Per garantire il “regime di libera concorrenza”, che non vada a svantaggio degli imprenditori privati del settore alberghiero, gli alberghi e i pensionati gestiti da enti religiosi o ‘no profit’a, se vogliono godere di tassazione agevolata, visto che usufruiscono di un beneficio che si tramuta in un “aiuto di Stato”, devono offrire prezzi “significativamente ridotti” rispetto a quelli di mercato.
Lo sottolinea la Corte di Cassazione dando ragione all’Agenzia delle Entrate contraria all’Ires ridotta per l’Istituto delle Rosine di Torino, grande ‘pensionato’ vicino al polo universitario.
L’Agenzia delle Entrate ha fatto ricorso in Cassazione sottolineando che la tassazione ridotta non possa prescindere da una valutazione e ricognizione dell’attività “concretamente svolta” dalle tante strutture ricettive gestite direttamente da enti religiose o da cooperative non profit. “Analogamente a quanto affermato in materia di Ici – sottolinea la Cassazione – lo svolgimento di attività di assistenza o di altre attività equiparate, senza le modalità di una attività commerciale, costituisce il requisito oggettivo necessario ai fini dell’agevolazione e va accertato”.
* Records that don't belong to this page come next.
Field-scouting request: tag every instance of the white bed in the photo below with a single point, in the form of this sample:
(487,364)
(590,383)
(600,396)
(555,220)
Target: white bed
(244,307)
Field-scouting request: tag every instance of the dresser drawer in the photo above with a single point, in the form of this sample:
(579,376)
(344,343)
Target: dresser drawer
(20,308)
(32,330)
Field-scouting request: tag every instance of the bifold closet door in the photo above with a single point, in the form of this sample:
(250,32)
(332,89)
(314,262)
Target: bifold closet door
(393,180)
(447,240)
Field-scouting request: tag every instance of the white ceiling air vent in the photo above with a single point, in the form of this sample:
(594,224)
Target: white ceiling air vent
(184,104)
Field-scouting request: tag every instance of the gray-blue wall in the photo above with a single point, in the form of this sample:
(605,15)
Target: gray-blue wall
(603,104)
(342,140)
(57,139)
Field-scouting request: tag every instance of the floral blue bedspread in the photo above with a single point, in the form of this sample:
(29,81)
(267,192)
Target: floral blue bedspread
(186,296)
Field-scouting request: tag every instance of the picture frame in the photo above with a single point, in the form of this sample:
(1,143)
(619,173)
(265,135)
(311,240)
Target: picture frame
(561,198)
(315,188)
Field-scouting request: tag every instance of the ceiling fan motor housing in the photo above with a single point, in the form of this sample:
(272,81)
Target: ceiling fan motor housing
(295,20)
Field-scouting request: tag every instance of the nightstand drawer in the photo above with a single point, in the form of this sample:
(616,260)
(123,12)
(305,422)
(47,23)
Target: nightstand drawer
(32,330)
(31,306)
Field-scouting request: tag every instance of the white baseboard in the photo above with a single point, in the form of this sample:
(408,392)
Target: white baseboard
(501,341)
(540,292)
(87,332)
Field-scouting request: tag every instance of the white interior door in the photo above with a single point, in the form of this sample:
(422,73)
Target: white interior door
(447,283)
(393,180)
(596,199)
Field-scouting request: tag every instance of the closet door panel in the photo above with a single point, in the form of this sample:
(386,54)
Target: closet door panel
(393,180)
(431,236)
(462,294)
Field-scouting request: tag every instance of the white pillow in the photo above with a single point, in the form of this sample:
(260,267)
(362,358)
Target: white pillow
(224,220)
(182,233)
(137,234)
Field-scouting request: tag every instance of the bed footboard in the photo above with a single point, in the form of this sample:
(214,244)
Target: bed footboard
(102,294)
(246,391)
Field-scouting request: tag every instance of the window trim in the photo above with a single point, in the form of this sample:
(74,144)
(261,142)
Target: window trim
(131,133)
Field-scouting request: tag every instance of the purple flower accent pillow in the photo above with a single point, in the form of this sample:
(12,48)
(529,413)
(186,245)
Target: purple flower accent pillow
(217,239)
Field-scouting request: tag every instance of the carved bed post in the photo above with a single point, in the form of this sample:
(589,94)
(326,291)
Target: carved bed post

Per i supremi giudici, hanno colto nel segno le obiezioni avanzate dall’Agenzia delle Entrate, per cui “il pensionato costituiva di fatto un’attività alberghiera, aperta al pubblico, e che avrebbe potuto essere gestita da qualunque imprenditore privato, e che, avuto riguardo ai redditi da fabbricati, gli immobili risultavano locati a privati secondo una logica di mercato”.